Top 5 Nutrition Myths

Some of your weight-loss ''rules'' might be worth revisiting

By Brandon Harrison
Photo by Todd Franson
August 8, 2013 6:54 AM |

food and nutrition

''Quick fat loss with this one simple tip!'' ''Eat what you want and shed the weight!'' ''I lost 50 pounds in five weeks – here's how!'' Those are the sorts of quotes you see peppering the pages of health and nutrition magazines. And something nearly every article has in common? The perpetuation of very common myths to weight loss. Here are five of them, and the reasons why they simply aren't true.

1. ''Eat breakfast to jump-start your metabolism.'' This one has started from a pretty simple place. If you're not eating in the morning, you're not starting your body's metabolism and fat-burning mechanisms. But that's not how our bodies work. Actually, if you don't eat the right things for breakfast, you're liable to jump-start your fat storing – not fat burning. Everyone's body is more susceptible to insulin spikes early in the day. Insulin is used for two operations in the body: muscle repair and fat storage. The more you spike your insulin, the more energy your body is going to store as fat to save for later. However, when you skip breakfast and put your body into a fasted state, it's forced to look for energy stores to keep your body running optimally. The optimal stores are the fat.

2. ''Small meals keep your metabolism active throughout the day.'' Once again, it would seem to make sense. If your body has something to burn, it will. Right? What isn't taken into account, however, is that your body is designed to consume large amounts of food when it's available and slowly release the nutrients to keep your body going. Smaller meals help keep those who need to be eating happy, but they can be detrimental to diets if portion control is a struggle. Eating a couple, or even one, large meal can create a great feeling of being full.
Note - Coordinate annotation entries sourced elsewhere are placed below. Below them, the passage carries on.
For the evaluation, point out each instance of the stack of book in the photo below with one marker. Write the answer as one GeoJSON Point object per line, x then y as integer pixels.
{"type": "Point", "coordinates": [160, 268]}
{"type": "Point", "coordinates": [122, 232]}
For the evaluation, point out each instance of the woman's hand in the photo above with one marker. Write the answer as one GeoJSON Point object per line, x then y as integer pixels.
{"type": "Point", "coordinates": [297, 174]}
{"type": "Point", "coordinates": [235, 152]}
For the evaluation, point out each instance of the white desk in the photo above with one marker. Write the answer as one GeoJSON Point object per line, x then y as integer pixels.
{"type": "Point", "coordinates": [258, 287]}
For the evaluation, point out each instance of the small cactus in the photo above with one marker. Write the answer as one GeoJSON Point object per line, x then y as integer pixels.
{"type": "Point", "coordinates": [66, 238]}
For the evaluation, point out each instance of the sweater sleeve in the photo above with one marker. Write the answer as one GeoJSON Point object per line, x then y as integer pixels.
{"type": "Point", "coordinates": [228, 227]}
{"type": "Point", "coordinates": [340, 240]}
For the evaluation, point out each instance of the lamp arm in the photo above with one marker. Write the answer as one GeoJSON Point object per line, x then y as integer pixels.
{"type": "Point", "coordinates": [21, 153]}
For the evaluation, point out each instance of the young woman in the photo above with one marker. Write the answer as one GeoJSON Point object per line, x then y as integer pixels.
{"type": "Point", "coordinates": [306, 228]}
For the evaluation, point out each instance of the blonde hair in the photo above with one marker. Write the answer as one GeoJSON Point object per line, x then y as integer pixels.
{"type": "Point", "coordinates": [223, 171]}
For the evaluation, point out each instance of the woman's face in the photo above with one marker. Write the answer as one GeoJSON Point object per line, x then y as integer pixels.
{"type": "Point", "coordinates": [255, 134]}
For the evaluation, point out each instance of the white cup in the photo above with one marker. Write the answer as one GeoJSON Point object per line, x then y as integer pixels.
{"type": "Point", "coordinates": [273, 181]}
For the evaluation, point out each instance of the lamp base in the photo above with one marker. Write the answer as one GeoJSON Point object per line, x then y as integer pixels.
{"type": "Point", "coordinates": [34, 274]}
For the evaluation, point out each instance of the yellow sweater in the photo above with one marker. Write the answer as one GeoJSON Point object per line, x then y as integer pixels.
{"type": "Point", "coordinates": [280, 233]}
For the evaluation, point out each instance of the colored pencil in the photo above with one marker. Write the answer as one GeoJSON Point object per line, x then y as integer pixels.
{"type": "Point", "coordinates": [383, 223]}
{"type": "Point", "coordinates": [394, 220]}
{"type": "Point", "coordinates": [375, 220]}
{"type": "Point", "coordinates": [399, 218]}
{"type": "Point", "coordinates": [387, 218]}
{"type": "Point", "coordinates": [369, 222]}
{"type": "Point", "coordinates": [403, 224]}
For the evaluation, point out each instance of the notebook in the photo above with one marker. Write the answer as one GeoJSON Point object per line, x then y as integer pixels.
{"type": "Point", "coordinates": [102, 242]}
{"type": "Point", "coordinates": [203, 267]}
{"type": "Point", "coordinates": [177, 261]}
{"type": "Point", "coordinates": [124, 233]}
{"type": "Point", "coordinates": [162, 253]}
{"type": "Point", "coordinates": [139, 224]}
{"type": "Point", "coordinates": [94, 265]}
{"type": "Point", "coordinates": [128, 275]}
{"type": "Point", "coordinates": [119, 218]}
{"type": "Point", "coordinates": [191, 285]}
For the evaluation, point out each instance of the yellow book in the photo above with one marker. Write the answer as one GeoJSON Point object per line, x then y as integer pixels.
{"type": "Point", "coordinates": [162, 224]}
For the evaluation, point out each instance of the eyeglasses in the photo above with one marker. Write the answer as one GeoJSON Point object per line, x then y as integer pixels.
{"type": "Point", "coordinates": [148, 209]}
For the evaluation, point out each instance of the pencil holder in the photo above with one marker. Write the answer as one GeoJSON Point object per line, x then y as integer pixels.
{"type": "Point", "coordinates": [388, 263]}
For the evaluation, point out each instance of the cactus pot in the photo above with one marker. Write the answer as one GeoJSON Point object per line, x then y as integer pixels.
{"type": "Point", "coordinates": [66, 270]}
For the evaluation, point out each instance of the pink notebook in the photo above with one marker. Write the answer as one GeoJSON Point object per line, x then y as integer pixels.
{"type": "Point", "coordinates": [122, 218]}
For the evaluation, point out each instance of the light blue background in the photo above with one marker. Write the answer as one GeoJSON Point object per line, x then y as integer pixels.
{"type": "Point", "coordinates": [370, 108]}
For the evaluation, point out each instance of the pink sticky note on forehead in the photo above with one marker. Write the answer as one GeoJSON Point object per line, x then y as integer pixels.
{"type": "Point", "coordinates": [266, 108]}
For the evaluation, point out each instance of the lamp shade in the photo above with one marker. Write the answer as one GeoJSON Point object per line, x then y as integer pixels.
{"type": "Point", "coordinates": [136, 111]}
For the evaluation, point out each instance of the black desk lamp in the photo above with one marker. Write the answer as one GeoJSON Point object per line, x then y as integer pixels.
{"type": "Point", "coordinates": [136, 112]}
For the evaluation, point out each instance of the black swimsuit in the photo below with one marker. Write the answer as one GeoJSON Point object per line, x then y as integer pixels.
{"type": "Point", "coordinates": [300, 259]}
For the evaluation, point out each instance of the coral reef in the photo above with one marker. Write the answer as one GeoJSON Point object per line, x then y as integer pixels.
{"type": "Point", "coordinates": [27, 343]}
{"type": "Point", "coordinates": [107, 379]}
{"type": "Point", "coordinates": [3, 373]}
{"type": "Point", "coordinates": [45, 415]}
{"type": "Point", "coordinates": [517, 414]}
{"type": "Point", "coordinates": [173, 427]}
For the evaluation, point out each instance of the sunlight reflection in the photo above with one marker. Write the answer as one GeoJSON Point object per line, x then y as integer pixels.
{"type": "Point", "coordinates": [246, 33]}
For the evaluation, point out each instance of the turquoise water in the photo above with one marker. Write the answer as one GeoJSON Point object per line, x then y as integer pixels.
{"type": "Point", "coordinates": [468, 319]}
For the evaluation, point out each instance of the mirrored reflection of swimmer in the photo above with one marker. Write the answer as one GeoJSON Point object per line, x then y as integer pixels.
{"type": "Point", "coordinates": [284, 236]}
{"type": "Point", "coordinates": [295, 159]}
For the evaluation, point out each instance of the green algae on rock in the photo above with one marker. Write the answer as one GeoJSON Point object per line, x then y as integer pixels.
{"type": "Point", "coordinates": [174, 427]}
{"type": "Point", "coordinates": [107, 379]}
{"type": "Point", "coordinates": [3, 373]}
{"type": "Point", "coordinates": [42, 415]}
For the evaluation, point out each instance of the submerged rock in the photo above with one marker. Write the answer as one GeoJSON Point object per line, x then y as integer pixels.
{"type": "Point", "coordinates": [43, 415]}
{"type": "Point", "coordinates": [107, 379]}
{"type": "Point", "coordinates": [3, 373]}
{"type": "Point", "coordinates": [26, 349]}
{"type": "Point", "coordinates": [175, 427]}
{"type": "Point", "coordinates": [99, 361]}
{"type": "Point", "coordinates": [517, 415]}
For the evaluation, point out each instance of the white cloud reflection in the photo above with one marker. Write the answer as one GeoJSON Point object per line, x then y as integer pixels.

3. ''If you don't eat enough your body will go into starvation mode and you'll begin putting on weight.'' Simply put, your body requires energy to run. It will not begin storing energy if it needs it to operate. This starvation mode doesn't begin until you go without food and nutrients for weeks. On the other hand, the lower your intake of calories is, the more efficient your body will begin running. Things like a reduction in body temperature (which you can feel by your fingers and toes getting cold), less waste product from digestion, and general fatigue are signs that your calories may be too low, and causing a reduction in your metabolism, but it's highly unlikely you'll start putting on weight as a result.

4. ''To keep fat off your body, eat less of it on your food.'' This one began in the early stages of nutrition studies. Scientists in the 1940s concluded that since those with high-fat diets had high-cholesterol levels, low-fat diets were the answer to a healthier life and less heart disease. By the 1980s, the low-fat diet approach was a nationwide mindset. However, fat is very important in anyone's diet. Just as the scientists predicted, fats are responsible for your cholesterol levels. That means your HDL (the good cholesterol) as well. Fats are responsible for keeping those leveled out in your body. The omega-3 and omega-6 fatty acids are essential for mental health, balancing the hormones and chemicals responsible for our moods. Finally, many fat-free or low-fat foods use sugars as a way to replace the flavor lost when removing fat. Too much sugar is far more detrimental to your body than some fatty acids.

5. ''Don't eat within two hours of going to sleep.'' When you're sleeping, your body is in an inactive state and stores anything eaten in the last couple hours as body fat. Not exactly. There are some hormonal changes that happen when you are sleeping, but food consumed isn't affected. The total caloric intake is far more important than the slight changes that take place when your body is at rest.

The science of nutrition is constantly changing and evolving. The easiest way to confirm something is to test it yourself, note your results, and adjust accordingly. Knowing is half the battle.